As autoridades afirmam que novas informações só serão divulgadas após a finalização das diligências, em respeito ao andamento do processo.
“A Polícia Civil constituiu uma comissão de investigação e segue com os trabalhos, não sendo possível, neste momento, apontar circunstâncias, responsabilidades ou conclusões definitivas. Novas informações serão divulgadas tão logo a apuração seja finalizada, em respeito à transparência e à correta condução do processo investigativo”, afirmou a SSP.
LINHAS DE INVESTIGAÇÃO CONTINUAM ABERTAS
De acordo com a polícia, diferentes hipóteses seguem sendo analisadas. Ao longo das últimas semanas, foram realizadas reconstituições de trajetos, análises técnicas e coleta de documentos produzidos pelas equipes envolvidas nas buscas.
Entre as medidas já executadas estão:
- reconstrução do percurso feito pelo carroceiro que encontrou o primo das crianças;
- reconstituição do último ponto onde os três menores estiveram juntos;
- participação do menino de 8 anos em diligências, com autorização judicial;
- solicitação de relatórios de todos os órgãos que atuaram nas operações.

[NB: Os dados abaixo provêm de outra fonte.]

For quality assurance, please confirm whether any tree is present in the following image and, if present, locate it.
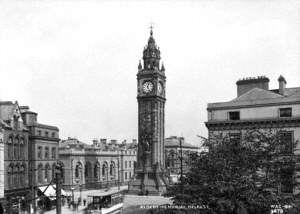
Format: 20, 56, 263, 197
166, 129, 299, 214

Os registros feitos por equipes com cães farejadores e embarcações serão incorporados ao inquérito como provas.
Também devem ser anexados relatórios do Corpo de Bombeiros Militar, da Marinha do Brasil e do Exército Brasileiro.
O DESAPARECIMENTO
As crianças desapareceram no dia 4 de janeiro no Quilombo São Sebastião dos Pretos, onde moravam com a família. Elas estavam acompanhadas do primo, Anderson Kauan, de 8 anos, localizado três dias depois em outra localidade.
Nos primeiros 20 dias, a força-tarefa percorreu mais de 200 quilômetros em áreas de mata e cursos d’água. A varredura incluiu trechos do rio Mearim, com apoio de embarcações e equipamentos especializados.
A partir do fim de janeiro, o foco passou a ser principalmente a investigação policial, embora as equipes permaneçam mobilizadas para retomar buscas caso surjam novos indícios.